In Deutschland regeln Stellplatzverordnungen bzw. Stellplatzsatzungen, wie viele Stellplätze für PKWs und wie viele für Fahrräder beim Neubau eines Gebäudes nachgewiesen werden müssen. Dabei hängt die Anzahl der vorgeschriebenen Stellplätze von der Art der Nutzung, von der Anzahl der Einheiten und von der Größe der Nutzflächen ab. Die Festlegungen basieren auf technischen und statistischen Erkenntnissen.

Wer ein Projekt plant muss eine ausreichende Anzahl an Kfz-Stellplätzen (und Fahrradstellplätze) nachweisen. In der LBO § 37 – Stellplätze für Kraftfahrzeuge und Fahrräder, Garagen – heißt es: Bei der Errichtung von Gebäuden mit Wohnungen ist für jede Wohnung ein geeigneter Stellplatz für Kraftfahrzeuge herzustellen (notwendiger Kfz-Stellplatz). Bei der Errichtung sonstiger baulicher Anlagen und anderer Anlagen, bei denen ein Zu- und Abfahrtsverkehr zu erwarten ist, sind notwendige Kfz-Stellplätze in solcher Zahl herzustellen, dass sie für die ordnungsgemäße Nutzung der Anlagen unter Berücksichtigung des öffentlichen Personennahverkehrs ausreichen.

Um die exakte Zahl der erforderlichen Stellplätze zu ermitteln (Bestandteil der Bauvorlagen eines Bauantrag), findet man dazu detaillierte Angaben in der Verwaltungsvorschrift des Ministeriums für Verkehr und Infrastruktur über die Herstellung notwendiger Stellplätze.
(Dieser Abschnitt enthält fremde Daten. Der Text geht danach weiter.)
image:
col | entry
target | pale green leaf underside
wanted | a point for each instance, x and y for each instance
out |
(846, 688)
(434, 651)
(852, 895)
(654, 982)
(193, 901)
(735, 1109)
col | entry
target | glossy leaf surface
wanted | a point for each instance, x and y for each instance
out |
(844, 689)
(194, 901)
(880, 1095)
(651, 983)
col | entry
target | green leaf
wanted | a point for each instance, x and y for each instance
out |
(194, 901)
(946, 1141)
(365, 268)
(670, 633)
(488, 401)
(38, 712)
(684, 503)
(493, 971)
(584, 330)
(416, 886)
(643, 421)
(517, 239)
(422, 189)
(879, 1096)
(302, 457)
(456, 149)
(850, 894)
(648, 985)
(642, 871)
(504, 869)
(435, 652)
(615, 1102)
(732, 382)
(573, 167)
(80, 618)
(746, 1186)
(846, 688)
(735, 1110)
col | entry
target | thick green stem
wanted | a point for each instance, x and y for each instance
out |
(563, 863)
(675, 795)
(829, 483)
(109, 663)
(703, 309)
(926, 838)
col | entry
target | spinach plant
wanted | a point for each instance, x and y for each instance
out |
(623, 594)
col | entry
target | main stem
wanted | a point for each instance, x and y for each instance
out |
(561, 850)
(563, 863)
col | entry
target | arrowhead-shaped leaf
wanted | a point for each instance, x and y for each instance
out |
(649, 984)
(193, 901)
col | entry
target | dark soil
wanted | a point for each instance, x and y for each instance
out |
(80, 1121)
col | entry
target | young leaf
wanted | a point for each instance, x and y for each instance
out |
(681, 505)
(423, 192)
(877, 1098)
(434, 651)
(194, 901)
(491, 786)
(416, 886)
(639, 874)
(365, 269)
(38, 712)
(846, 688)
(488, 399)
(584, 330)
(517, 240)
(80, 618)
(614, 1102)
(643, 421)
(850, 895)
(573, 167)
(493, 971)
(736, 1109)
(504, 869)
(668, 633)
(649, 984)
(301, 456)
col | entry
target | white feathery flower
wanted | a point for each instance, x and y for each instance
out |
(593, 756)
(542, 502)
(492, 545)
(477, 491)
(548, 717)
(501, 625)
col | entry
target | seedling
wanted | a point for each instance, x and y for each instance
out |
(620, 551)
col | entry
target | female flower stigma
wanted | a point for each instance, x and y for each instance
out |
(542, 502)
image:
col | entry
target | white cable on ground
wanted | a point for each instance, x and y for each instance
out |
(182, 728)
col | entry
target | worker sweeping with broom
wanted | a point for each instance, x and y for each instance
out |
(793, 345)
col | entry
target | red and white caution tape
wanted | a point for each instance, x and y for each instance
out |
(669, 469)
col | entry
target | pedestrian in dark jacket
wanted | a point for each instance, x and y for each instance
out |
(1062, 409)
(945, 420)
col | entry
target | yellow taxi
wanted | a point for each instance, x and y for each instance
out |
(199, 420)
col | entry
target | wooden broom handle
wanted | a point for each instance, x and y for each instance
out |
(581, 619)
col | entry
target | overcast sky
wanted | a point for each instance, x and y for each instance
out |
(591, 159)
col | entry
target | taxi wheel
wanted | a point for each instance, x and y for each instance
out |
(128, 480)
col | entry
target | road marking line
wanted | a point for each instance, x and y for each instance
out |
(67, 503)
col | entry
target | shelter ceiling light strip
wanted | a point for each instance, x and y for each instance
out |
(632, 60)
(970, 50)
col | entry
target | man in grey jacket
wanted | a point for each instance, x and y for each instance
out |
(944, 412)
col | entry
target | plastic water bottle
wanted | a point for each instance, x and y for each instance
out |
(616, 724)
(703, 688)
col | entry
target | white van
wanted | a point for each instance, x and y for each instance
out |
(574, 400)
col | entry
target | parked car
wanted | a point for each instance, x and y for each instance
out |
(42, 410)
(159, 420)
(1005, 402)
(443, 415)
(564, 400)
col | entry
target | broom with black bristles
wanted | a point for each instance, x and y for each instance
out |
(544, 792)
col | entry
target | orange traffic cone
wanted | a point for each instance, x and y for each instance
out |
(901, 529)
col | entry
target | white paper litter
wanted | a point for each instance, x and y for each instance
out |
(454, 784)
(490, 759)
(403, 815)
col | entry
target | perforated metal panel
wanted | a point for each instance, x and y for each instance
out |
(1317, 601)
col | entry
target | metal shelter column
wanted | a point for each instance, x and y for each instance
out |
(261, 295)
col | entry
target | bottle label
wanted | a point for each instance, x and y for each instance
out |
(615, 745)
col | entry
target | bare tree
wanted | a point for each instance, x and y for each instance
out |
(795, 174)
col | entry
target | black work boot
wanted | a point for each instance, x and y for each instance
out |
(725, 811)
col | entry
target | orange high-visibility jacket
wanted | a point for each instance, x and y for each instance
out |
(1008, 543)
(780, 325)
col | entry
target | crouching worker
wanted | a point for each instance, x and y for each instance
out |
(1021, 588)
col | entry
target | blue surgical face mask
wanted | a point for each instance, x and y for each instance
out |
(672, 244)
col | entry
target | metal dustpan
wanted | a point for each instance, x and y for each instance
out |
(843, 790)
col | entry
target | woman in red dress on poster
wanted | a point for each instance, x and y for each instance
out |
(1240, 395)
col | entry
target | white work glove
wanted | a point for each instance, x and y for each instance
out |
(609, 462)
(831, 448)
Anhang 1 und Anhang 2 geben genau vor, wie die Stellplatzanzahl unter Berücksichtigung des ÖPNV berechnet werden muss.

Anhang 1: Richtzahlen für Kfz-Stellplätze
Anhang 2: Richtzahlen für Fahrradstellplätze

Der Nachweis aller erforderlichen Stellplatzanzahl bezieht sich immer auf das gesamte Objekt (Grundstück). Der Stellplatzbedarf wird für jede Nutzungsart getrennt ermittelt. Am Ende ergibt sich die Summe der Stellplätze, die für die gesamte bauliche Anlage nachgewiesen werden muss.

Stellplätze bei Nutzungsänderungen

Beim Antrag auf Nutzungsänderung muss gemäß §37 Abs. 3 LBO der durch die Änderung der Nutzung verursachte Mehrbedarf ermittelt werden. Dies geschieht durch einen rechnerischen Vergleich zwischen dem Stellplatzbedarf der geänderten Anlage (sog. „Soll-Bedarf“) und dem des bereits genehmigten Altbestandes.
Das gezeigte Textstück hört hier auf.